On Nov 9, 2008, at 10:00 PM, Patrick Bond wrote:
> I trust you (and Leo) on many many points, Doug. On this, though, I
> trust Stuart Eizenstat (a jerk opposed to apartheid victims' use of
> the Alien Tort Claims Act for reparations, though he did a deal with
> German companies and Swiss banks to shake down several billion
> dollars of reparations for Holocaust victims), explaining why Carter
> chose him as Fed chair in July 1979: "Volcker was selected because
> he was the candidate of Wall Street. This was their price, in
> effect. What was known about him? That he was able and bright. And
> it was also known that he was conservative. What wasn’t known was
> that he was going to impose some very dramatic changes." And then
> post-Fed he got rich working for Wolfie.
Of course he was Wall Street's candidate - and the Fortune 500's too. They wanted someone to crush inflation, which meant in large part scaring the pants off the working class with a deep recession.
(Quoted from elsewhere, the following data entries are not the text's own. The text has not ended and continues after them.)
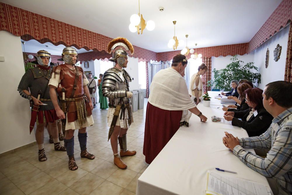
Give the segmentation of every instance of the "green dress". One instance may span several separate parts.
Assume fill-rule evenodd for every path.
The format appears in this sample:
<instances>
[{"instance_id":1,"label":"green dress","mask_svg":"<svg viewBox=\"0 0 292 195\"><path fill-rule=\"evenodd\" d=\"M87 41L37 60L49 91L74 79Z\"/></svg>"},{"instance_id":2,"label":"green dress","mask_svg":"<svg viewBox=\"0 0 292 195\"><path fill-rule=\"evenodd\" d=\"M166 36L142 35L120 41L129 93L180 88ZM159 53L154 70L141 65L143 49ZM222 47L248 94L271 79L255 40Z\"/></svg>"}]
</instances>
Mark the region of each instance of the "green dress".
<instances>
[{"instance_id":1,"label":"green dress","mask_svg":"<svg viewBox=\"0 0 292 195\"><path fill-rule=\"evenodd\" d=\"M102 109L106 109L109 108L108 103L107 102L107 98L106 97L105 97L102 95L102 91L101 90L101 86L102 84L102 82L98 87L98 94L99 95L99 103L100 103L100 108Z\"/></svg>"}]
</instances>

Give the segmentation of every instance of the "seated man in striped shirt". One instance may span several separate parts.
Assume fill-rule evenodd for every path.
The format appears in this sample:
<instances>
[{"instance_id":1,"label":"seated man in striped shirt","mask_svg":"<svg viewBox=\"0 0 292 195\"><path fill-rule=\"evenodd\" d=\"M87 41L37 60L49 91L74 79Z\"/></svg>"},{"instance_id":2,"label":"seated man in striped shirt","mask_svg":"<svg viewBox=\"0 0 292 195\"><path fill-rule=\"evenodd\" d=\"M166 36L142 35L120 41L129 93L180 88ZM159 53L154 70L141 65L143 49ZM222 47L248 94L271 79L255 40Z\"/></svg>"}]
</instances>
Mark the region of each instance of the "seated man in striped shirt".
<instances>
[{"instance_id":1,"label":"seated man in striped shirt","mask_svg":"<svg viewBox=\"0 0 292 195\"><path fill-rule=\"evenodd\" d=\"M268 178L274 194L291 194L292 83L281 81L270 83L263 96L264 106L274 117L267 131L259 136L240 139L225 132L223 143L248 166ZM270 149L263 158L244 148Z\"/></svg>"}]
</instances>

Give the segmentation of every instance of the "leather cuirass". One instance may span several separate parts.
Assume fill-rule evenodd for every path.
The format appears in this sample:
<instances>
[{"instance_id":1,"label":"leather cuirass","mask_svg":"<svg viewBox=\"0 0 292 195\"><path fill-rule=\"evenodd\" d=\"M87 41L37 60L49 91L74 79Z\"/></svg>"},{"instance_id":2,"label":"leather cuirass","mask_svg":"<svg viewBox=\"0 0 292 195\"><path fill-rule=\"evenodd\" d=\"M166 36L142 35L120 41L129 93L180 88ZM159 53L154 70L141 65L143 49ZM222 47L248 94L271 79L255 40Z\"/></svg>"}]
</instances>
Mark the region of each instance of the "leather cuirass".
<instances>
[{"instance_id":1,"label":"leather cuirass","mask_svg":"<svg viewBox=\"0 0 292 195\"><path fill-rule=\"evenodd\" d=\"M79 66L75 66L74 70L72 70L68 68L66 65L62 64L57 67L58 68L60 68L60 80L61 82L57 88L57 93L59 97L62 97L62 89L63 88L66 90L65 93L65 98L79 97L82 96L84 94L83 89L83 70ZM59 67L60 68L59 68ZM53 72L54 70L53 70ZM74 84L75 75L78 74L78 78L76 83L76 86L74 96L71 97L72 90Z\"/></svg>"}]
</instances>

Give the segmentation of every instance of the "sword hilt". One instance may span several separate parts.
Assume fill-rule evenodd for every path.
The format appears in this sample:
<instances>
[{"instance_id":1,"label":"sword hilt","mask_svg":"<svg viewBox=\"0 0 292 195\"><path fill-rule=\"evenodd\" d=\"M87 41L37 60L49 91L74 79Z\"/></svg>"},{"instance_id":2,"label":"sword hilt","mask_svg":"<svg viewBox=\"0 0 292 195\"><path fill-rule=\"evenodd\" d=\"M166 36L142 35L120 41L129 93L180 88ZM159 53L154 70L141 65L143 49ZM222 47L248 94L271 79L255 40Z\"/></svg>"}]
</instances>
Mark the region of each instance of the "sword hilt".
<instances>
[{"instance_id":1,"label":"sword hilt","mask_svg":"<svg viewBox=\"0 0 292 195\"><path fill-rule=\"evenodd\" d=\"M39 100L39 99L41 98L41 95L42 93L43 93L41 92L41 91L40 90L39 91L39 92L38 92L38 94L37 96L38 99Z\"/></svg>"}]
</instances>

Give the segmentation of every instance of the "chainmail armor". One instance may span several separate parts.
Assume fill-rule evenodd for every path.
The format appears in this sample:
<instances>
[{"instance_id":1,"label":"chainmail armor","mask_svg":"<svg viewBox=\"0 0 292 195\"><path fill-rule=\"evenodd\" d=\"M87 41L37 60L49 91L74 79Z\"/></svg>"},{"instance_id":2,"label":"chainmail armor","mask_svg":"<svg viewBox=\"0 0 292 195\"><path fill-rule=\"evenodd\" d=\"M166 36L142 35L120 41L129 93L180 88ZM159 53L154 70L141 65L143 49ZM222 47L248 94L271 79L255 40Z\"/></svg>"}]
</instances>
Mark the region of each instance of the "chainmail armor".
<instances>
[{"instance_id":1,"label":"chainmail armor","mask_svg":"<svg viewBox=\"0 0 292 195\"><path fill-rule=\"evenodd\" d=\"M34 68L28 70L22 76L18 85L17 90L19 92L20 95L25 98L27 98L26 97L27 96L23 95L22 93L23 92L22 91L23 90L26 89L29 92L30 91L31 94L34 97L37 98L38 92L40 90L42 92L40 98L43 99L50 99L50 87L48 86L47 87L49 83L49 80L45 76L42 76L39 78L35 78L34 76L34 74L33 73L34 71L35 71L35 72L37 71L37 72L38 73L39 73L40 71L42 71L44 75L46 75L47 77L49 77L49 76L47 74L51 75L52 73L52 69L50 69L48 70L46 70L38 68ZM58 96L58 95L57 95ZM42 101L42 102L48 105L39 106L39 110L49 110L54 109L51 101Z\"/></svg>"}]
</instances>

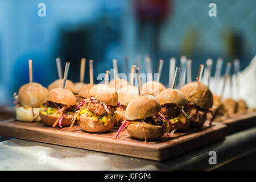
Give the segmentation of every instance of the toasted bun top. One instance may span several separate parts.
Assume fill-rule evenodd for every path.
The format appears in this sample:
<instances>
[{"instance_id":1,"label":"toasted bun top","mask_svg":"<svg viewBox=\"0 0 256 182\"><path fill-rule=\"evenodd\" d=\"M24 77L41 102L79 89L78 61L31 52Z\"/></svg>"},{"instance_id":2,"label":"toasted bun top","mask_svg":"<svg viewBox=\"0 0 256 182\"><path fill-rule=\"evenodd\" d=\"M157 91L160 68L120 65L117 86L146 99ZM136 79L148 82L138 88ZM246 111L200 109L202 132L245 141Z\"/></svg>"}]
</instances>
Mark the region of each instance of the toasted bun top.
<instances>
[{"instance_id":1,"label":"toasted bun top","mask_svg":"<svg viewBox=\"0 0 256 182\"><path fill-rule=\"evenodd\" d=\"M130 101L125 117L129 120L144 119L159 113L160 110L161 105L155 97L142 94Z\"/></svg>"},{"instance_id":2,"label":"toasted bun top","mask_svg":"<svg viewBox=\"0 0 256 182\"><path fill-rule=\"evenodd\" d=\"M164 85L159 82L152 81L147 82L142 85L142 92L152 96L156 96L160 92L166 89Z\"/></svg>"},{"instance_id":3,"label":"toasted bun top","mask_svg":"<svg viewBox=\"0 0 256 182\"><path fill-rule=\"evenodd\" d=\"M117 94L118 94L118 102L126 106L133 98L139 95L139 91L137 86L129 85L119 89Z\"/></svg>"},{"instance_id":4,"label":"toasted bun top","mask_svg":"<svg viewBox=\"0 0 256 182\"><path fill-rule=\"evenodd\" d=\"M76 104L76 98L73 93L67 89L56 88L49 91L46 97L47 101L73 106Z\"/></svg>"},{"instance_id":5,"label":"toasted bun top","mask_svg":"<svg viewBox=\"0 0 256 182\"><path fill-rule=\"evenodd\" d=\"M178 106L182 106L188 102L186 96L181 91L171 88L160 92L156 96L156 98L160 105L174 104Z\"/></svg>"},{"instance_id":6,"label":"toasted bun top","mask_svg":"<svg viewBox=\"0 0 256 182\"><path fill-rule=\"evenodd\" d=\"M117 93L115 89L109 85L95 85L90 89L89 93L90 96L110 106L116 106L117 104Z\"/></svg>"},{"instance_id":7,"label":"toasted bun top","mask_svg":"<svg viewBox=\"0 0 256 182\"><path fill-rule=\"evenodd\" d=\"M49 91L55 88L63 88L63 84L64 79L56 80L49 85L49 86L48 86L48 89ZM72 81L70 81L69 80L67 80L65 88L71 90L73 93L76 93L75 84Z\"/></svg>"},{"instance_id":8,"label":"toasted bun top","mask_svg":"<svg viewBox=\"0 0 256 182\"><path fill-rule=\"evenodd\" d=\"M22 86L18 93L18 101L22 105L39 107L46 102L48 90L41 84L32 82Z\"/></svg>"},{"instance_id":9,"label":"toasted bun top","mask_svg":"<svg viewBox=\"0 0 256 182\"><path fill-rule=\"evenodd\" d=\"M194 81L184 86L180 90L187 96L188 101L204 109L211 108L213 104L212 92L201 82Z\"/></svg>"},{"instance_id":10,"label":"toasted bun top","mask_svg":"<svg viewBox=\"0 0 256 182\"><path fill-rule=\"evenodd\" d=\"M82 88L79 90L78 94L80 96L81 96L84 98L89 98L90 97L90 94L89 93L89 90L94 85L93 84L85 84L84 85Z\"/></svg>"},{"instance_id":11,"label":"toasted bun top","mask_svg":"<svg viewBox=\"0 0 256 182\"><path fill-rule=\"evenodd\" d=\"M118 90L129 84L126 80L122 78L113 79L109 82L109 85L113 88L115 88L115 90Z\"/></svg>"},{"instance_id":12,"label":"toasted bun top","mask_svg":"<svg viewBox=\"0 0 256 182\"><path fill-rule=\"evenodd\" d=\"M83 82L77 82L76 83L74 83L75 84L75 92L74 93L78 93L79 90L86 84Z\"/></svg>"}]
</instances>

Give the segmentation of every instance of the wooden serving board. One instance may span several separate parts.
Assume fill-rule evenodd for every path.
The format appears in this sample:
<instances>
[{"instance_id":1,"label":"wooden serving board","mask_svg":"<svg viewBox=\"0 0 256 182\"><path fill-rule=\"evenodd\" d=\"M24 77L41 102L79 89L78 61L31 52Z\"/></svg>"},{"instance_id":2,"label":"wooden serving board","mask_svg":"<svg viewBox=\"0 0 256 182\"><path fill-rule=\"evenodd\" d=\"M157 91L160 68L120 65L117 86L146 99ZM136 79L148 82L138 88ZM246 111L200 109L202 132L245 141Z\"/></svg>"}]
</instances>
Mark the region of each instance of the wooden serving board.
<instances>
[{"instance_id":1,"label":"wooden serving board","mask_svg":"<svg viewBox=\"0 0 256 182\"><path fill-rule=\"evenodd\" d=\"M236 113L229 117L217 118L214 121L226 125L228 134L231 134L256 126L256 111L250 111L245 114Z\"/></svg>"},{"instance_id":2,"label":"wooden serving board","mask_svg":"<svg viewBox=\"0 0 256 182\"><path fill-rule=\"evenodd\" d=\"M52 128L40 122L10 119L0 121L0 135L160 161L225 136L226 125L217 122L213 122L211 127L208 125L201 129L191 129L187 133L176 133L160 141L144 143L130 137L126 129L115 139L116 127L105 133L92 134L84 131L79 126L69 130L68 127Z\"/></svg>"}]
</instances>

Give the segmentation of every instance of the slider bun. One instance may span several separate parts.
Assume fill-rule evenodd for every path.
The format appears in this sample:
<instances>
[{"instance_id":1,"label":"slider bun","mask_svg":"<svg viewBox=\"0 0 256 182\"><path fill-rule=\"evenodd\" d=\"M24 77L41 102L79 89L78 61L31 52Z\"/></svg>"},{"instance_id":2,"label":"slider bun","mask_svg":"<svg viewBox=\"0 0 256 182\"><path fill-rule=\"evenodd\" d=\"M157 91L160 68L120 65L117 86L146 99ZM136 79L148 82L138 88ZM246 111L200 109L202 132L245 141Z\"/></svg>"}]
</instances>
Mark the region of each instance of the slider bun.
<instances>
[{"instance_id":1,"label":"slider bun","mask_svg":"<svg viewBox=\"0 0 256 182\"><path fill-rule=\"evenodd\" d=\"M34 107L33 117L32 113L32 107L18 107L15 108L16 119L18 121L31 122L33 121L40 121L41 118L39 116L39 111L41 107Z\"/></svg>"},{"instance_id":2,"label":"slider bun","mask_svg":"<svg viewBox=\"0 0 256 182\"><path fill-rule=\"evenodd\" d=\"M115 88L116 90L118 90L129 84L129 83L126 80L122 78L113 79L109 82L109 85Z\"/></svg>"},{"instance_id":3,"label":"slider bun","mask_svg":"<svg viewBox=\"0 0 256 182\"><path fill-rule=\"evenodd\" d=\"M139 95L138 88L135 86L128 85L123 87L117 91L118 102L125 106L127 106L130 101Z\"/></svg>"},{"instance_id":4,"label":"slider bun","mask_svg":"<svg viewBox=\"0 0 256 182\"><path fill-rule=\"evenodd\" d=\"M73 93L62 88L56 88L49 91L46 96L46 100L69 106L76 104L76 98Z\"/></svg>"},{"instance_id":5,"label":"slider bun","mask_svg":"<svg viewBox=\"0 0 256 182\"><path fill-rule=\"evenodd\" d=\"M39 107L46 102L47 89L41 84L32 82L22 86L18 93L18 101L23 106Z\"/></svg>"},{"instance_id":6,"label":"slider bun","mask_svg":"<svg viewBox=\"0 0 256 182\"><path fill-rule=\"evenodd\" d=\"M83 82L77 82L74 84L75 85L75 93L78 93L79 90L86 84Z\"/></svg>"},{"instance_id":7,"label":"slider bun","mask_svg":"<svg viewBox=\"0 0 256 182\"><path fill-rule=\"evenodd\" d=\"M164 135L163 126L146 125L141 122L130 122L127 127L127 131L132 137L141 139L157 140Z\"/></svg>"},{"instance_id":8,"label":"slider bun","mask_svg":"<svg viewBox=\"0 0 256 182\"><path fill-rule=\"evenodd\" d=\"M118 114L118 117L115 119L115 125L120 126L125 120L125 109L119 109L117 107L115 113Z\"/></svg>"},{"instance_id":9,"label":"slider bun","mask_svg":"<svg viewBox=\"0 0 256 182\"><path fill-rule=\"evenodd\" d=\"M156 96L161 91L166 89L164 85L155 81L147 82L142 85L142 90L143 93L152 96Z\"/></svg>"},{"instance_id":10,"label":"slider bun","mask_svg":"<svg viewBox=\"0 0 256 182\"><path fill-rule=\"evenodd\" d=\"M64 84L64 79L58 79L53 81L52 83L49 85L48 89L49 90L52 90L55 88L63 88ZM73 93L76 93L75 84L73 82L69 80L67 80L66 85L65 88L71 90Z\"/></svg>"},{"instance_id":11,"label":"slider bun","mask_svg":"<svg viewBox=\"0 0 256 182\"><path fill-rule=\"evenodd\" d=\"M162 91L156 97L160 105L174 104L178 106L182 106L188 102L186 96L181 91L171 88Z\"/></svg>"},{"instance_id":12,"label":"slider bun","mask_svg":"<svg viewBox=\"0 0 256 182\"><path fill-rule=\"evenodd\" d=\"M90 133L104 133L111 129L115 123L115 119L109 119L106 126L103 126L100 121L93 121L85 114L80 115L79 125L84 131Z\"/></svg>"},{"instance_id":13,"label":"slider bun","mask_svg":"<svg viewBox=\"0 0 256 182\"><path fill-rule=\"evenodd\" d=\"M53 115L53 114L46 114L44 113L42 113L39 112L39 115L42 118L42 121L43 123L44 123L46 125L48 126L52 126L54 123L56 122L57 119L60 115ZM64 116L62 119L62 125L63 127L68 126L71 125L71 119L72 119L72 116ZM59 127L59 125L57 124L56 125L57 127Z\"/></svg>"},{"instance_id":14,"label":"slider bun","mask_svg":"<svg viewBox=\"0 0 256 182\"><path fill-rule=\"evenodd\" d=\"M144 119L155 115L160 110L161 106L155 97L142 94L131 100L126 107L125 117L128 120Z\"/></svg>"},{"instance_id":15,"label":"slider bun","mask_svg":"<svg viewBox=\"0 0 256 182\"><path fill-rule=\"evenodd\" d=\"M109 85L95 85L90 89L89 94L100 101L110 106L116 106L118 100L115 89Z\"/></svg>"},{"instance_id":16,"label":"slider bun","mask_svg":"<svg viewBox=\"0 0 256 182\"><path fill-rule=\"evenodd\" d=\"M187 96L188 101L203 109L210 109L213 104L212 92L201 82L194 81L184 86L180 90Z\"/></svg>"},{"instance_id":17,"label":"slider bun","mask_svg":"<svg viewBox=\"0 0 256 182\"><path fill-rule=\"evenodd\" d=\"M90 90L93 85L94 85L90 84L84 85L78 92L79 96L84 98L89 98L90 95L89 93L89 90Z\"/></svg>"}]
</instances>

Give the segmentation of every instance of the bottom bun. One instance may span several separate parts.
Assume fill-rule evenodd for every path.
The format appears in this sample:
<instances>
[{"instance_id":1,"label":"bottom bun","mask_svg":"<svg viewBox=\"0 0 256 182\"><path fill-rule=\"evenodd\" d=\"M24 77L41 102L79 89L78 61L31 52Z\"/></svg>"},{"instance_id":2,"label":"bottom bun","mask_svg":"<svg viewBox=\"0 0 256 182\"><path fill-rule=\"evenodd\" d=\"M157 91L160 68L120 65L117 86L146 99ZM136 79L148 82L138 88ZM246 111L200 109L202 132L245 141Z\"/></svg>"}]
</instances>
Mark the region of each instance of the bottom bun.
<instances>
[{"instance_id":1,"label":"bottom bun","mask_svg":"<svg viewBox=\"0 0 256 182\"><path fill-rule=\"evenodd\" d=\"M120 126L122 125L122 123L125 120L125 109L118 109L115 111L115 113L118 114L118 118L115 119L115 126Z\"/></svg>"},{"instance_id":2,"label":"bottom bun","mask_svg":"<svg viewBox=\"0 0 256 182\"><path fill-rule=\"evenodd\" d=\"M60 115L53 115L52 114L46 114L44 113L42 113L39 112L39 115L42 118L43 123L46 125L48 126L52 126L54 123L55 123L57 119ZM68 126L71 125L71 120L72 119L72 116L64 116L62 119L62 125L63 127ZM56 125L56 127L59 127L59 125Z\"/></svg>"},{"instance_id":3,"label":"bottom bun","mask_svg":"<svg viewBox=\"0 0 256 182\"><path fill-rule=\"evenodd\" d=\"M145 125L140 122L134 121L130 122L127 127L127 131L132 137L151 140L161 139L164 133L164 128L161 126Z\"/></svg>"},{"instance_id":4,"label":"bottom bun","mask_svg":"<svg viewBox=\"0 0 256 182\"><path fill-rule=\"evenodd\" d=\"M19 121L32 122L33 121L41 121L39 111L42 109L41 107L33 107L33 112L32 107L18 107L15 108L16 119ZM34 116L33 116L33 113Z\"/></svg>"},{"instance_id":5,"label":"bottom bun","mask_svg":"<svg viewBox=\"0 0 256 182\"><path fill-rule=\"evenodd\" d=\"M106 126L103 126L100 121L93 121L85 114L82 114L80 117L79 125L84 131L90 133L104 133L110 130L115 123L115 119L108 120Z\"/></svg>"}]
</instances>

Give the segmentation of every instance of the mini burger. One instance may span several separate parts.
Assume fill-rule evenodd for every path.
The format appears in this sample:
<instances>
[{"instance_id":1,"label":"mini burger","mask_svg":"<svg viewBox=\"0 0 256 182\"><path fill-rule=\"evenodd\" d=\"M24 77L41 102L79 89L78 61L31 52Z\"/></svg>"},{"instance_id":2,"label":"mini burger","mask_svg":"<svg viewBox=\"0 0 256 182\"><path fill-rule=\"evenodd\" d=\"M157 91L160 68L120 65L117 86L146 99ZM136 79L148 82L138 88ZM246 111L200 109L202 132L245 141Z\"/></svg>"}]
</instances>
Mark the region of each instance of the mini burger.
<instances>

That was Volcker's historical task, and he succeeded at it. But he wasn't really about deregulation, nor is he a market fundamentalist - and no doubt he didn't approve of the way Greenspan ran the Fed. He wouldn't have tolerated the bubbles, and doesn't believe that markets are self- regulating. He's a lot more like a European central banker, or a punch- bowl-snatcher of the Martin school. Markets need grown-up supervision. That's what Stiggy likes about him. That doesn't make him a friend of the working class.